La tenuta dei Harding si stagliava davanti a noi, estendendosi lungo la Gold Coast di Long Island come un piccolo regno. Mentre il nostro taxi si fermava davanti ai cancelli, potevo già sentire il peso delle aspettative della villa posarsi sulle mie spalle.

Il maggiordomo ci aiutò con le valigie, e riuscì a ringraziarlo educatamente, le mie maniere da società ancora intatte anche se dentro di me stavo crollando. Ma la vera prova mi aspettava nel salotto.

Catherine Harding, la madre di Henry, sedeva come una regina in udienza, con Isabella Scott e Grace Harding ai suoi lati come dame di compagnia. Le loro risate si spensero quando Billy ed io entrammo, sostituite da sguardi che andavano dal disprezzo all'ostilità aperta.

"Che tipo di madre sei?" La voce di Catherine tagliò l'aria come una lama. "Non lavori, non ti occupi delle faccende domestiche e non riesci nemmeno a mantenere tuo figlio in salute? È malato ogni altra settimana! È così che svolgi i tuoi doveri materni?"

Grace, la sorella di Henry, intervenne con tempismo perfetto. "Mamma ha ragione, Sophia.
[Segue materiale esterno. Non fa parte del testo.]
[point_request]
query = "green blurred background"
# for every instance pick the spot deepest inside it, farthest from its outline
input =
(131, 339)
Come sei diversa dalla spazzatura inutile? Se non puoi crescerlo adeguatamente, forse qualcun altro dovrebbe farlo!"

Rimasi congelata, l'umiliazione familiare bruciava dentro di me. Ma prima che potessi rispondere, una voce piccola intervenne.

"Nonna," la voce di Billy era chiara e ferma, nonostante la sua recente malattia, "era un'infezione virale! I virus sono invisibili, non è colpa della mamma!"
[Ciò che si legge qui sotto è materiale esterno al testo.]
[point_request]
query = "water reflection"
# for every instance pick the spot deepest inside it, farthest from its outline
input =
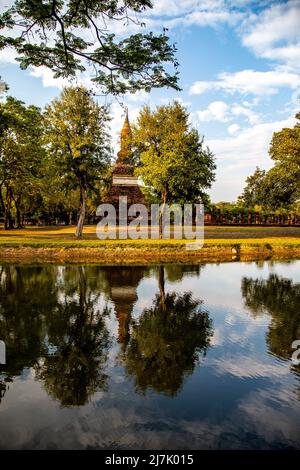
(55, 328)
(139, 336)
(167, 341)
(280, 298)
(81, 340)
(51, 322)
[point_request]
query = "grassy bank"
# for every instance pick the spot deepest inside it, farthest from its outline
(57, 244)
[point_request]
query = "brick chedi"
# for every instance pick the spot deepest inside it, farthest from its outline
(124, 183)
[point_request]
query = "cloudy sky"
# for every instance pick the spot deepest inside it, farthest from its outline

Mio figlio di cinque anni, che mi difendeva quando nessun altro lo faceva. Guardai la mano di Isabella posarsi possessivamente sul braccio di Catherine, guardai il ghigno di soddisfazione di Grace, guardai le spalle piccole di mio figlio che si raddrizzavano con determinazione.

E realizzai che le minacce di Henry non riguardavano più solo la violenza. Riguardavano il potere, il controllo, il tenermi intrappolata in questa gabbia dorata dove anche l'aria sembrava avvelenata.

Il sole autunnale filtrava attraverso le finestre della villa, riflettendosi sul lampadario di cristallo e gettando prismi arcobaleno nella stanza. Tuttavia, il mio cuore era pieno di tristezza.

La piccola mano di Billy scivolò nella mia, calda e fiduciosa. In quel momento, la mia tristezza si dissipò un po'.

Stetti in quel salotto elegante, forzai un sorriso e finsi di non notare quando Isabella sussurrò qualcosa che fece ridere Catherine. Dopotutto, è quello che fanno le mogli dei Harding. "Un giorno lascerò questa casa," pensai.